The approved budget consists of a $116,173,000 school budget, an $80,179,853 municipal budget, and $11,139,182 in miscellaneous items including railroad parking and sewer funds.
“We think this (budget) is going to be sustainable to be a flat mill, which will be a fantastic result for the year, particularly given a lot of the economic challenges we face,” Board of Finance member Sheri Gordon said May 7 when she presented the board’s proposed budget to the RTM.
Despite the negative financial impact of obsolete state aid, Gordon said the total budget will enable the Board of Finance to keep the mill rate at 16.86, on par with the lowest mill rates in the state.
For a house assessed at $1 million, that homeowner will pay $16,866 in property taxes if the mill rate stays at 16.86, the same as last year, as Gordon said it would.
The education budget, at 62 percent of the total budget, represents a 1.57 percent increase over this year’s school budget, while the municipal budget is a 0.93 percent increase over the current year.
First Selectman Jim Marpe said Town Hall’s ability to keep the municipal budget under a 1 percent increase was achievable due to a decline in municipal employees since 2009, coupled with a 1.5 percent grand list increase and efficiency from programs such as a joint emergency dispatch system with Fairfield.
This year’s RTM meeting lacked the fanfare of last year’s, during which the RTM voted to restore a portion of school funding cut by the finance board. Still, despite this year’s lack of public outcry, the education budget went through substantial deliberation to get Superintendent Colleen Palmer’s original call for a 3.97 percent education budget increase down to the 1.57 percent increase that was ultimately approved.
Palmer said rising costs for state-mandated special education programs, school employee health care claims and a general increase in student needs contributed to her original call for a nearly 4 percent school budget increase. In April, the Board of Finance cut $2.05 million from the school budget, before restoring $1.3 million at the request of the Board of Education.

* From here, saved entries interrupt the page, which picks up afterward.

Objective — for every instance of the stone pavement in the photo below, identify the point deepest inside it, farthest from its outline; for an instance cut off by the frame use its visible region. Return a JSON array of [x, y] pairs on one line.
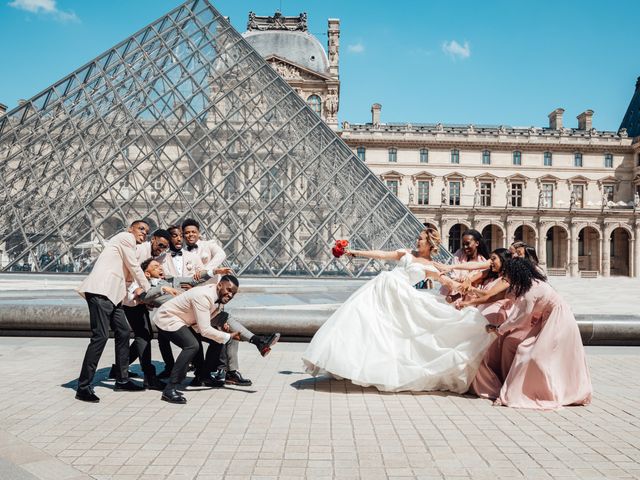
[[288, 425]]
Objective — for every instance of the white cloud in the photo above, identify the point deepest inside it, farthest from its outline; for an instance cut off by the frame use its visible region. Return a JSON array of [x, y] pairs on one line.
[[47, 7], [356, 47], [455, 50]]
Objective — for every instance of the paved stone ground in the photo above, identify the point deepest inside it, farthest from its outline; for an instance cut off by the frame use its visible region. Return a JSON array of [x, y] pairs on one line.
[[290, 426]]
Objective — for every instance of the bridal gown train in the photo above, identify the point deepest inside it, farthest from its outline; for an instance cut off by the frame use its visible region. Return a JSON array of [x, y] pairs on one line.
[[397, 338]]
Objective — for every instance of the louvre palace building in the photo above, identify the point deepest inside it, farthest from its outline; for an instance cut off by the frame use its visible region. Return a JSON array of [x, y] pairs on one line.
[[185, 119], [565, 188]]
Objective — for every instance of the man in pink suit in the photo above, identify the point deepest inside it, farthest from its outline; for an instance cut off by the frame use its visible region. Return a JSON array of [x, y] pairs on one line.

The Board of Education did not ask the RTM to restore the Board of Finance cuts to the school budget because an impending transfer of school employees to the state insurance plan is expected to save the schools $1 million. Other cost-savings initiatives, such as the potential cut of two elementary school teachers to satisfy declining enrollment, may also be in the works to keep the school’s within budget for next year, the Board of Education said at its last meeting.
The Board of Finance will meet May 16 to vote on next year’s mill rate.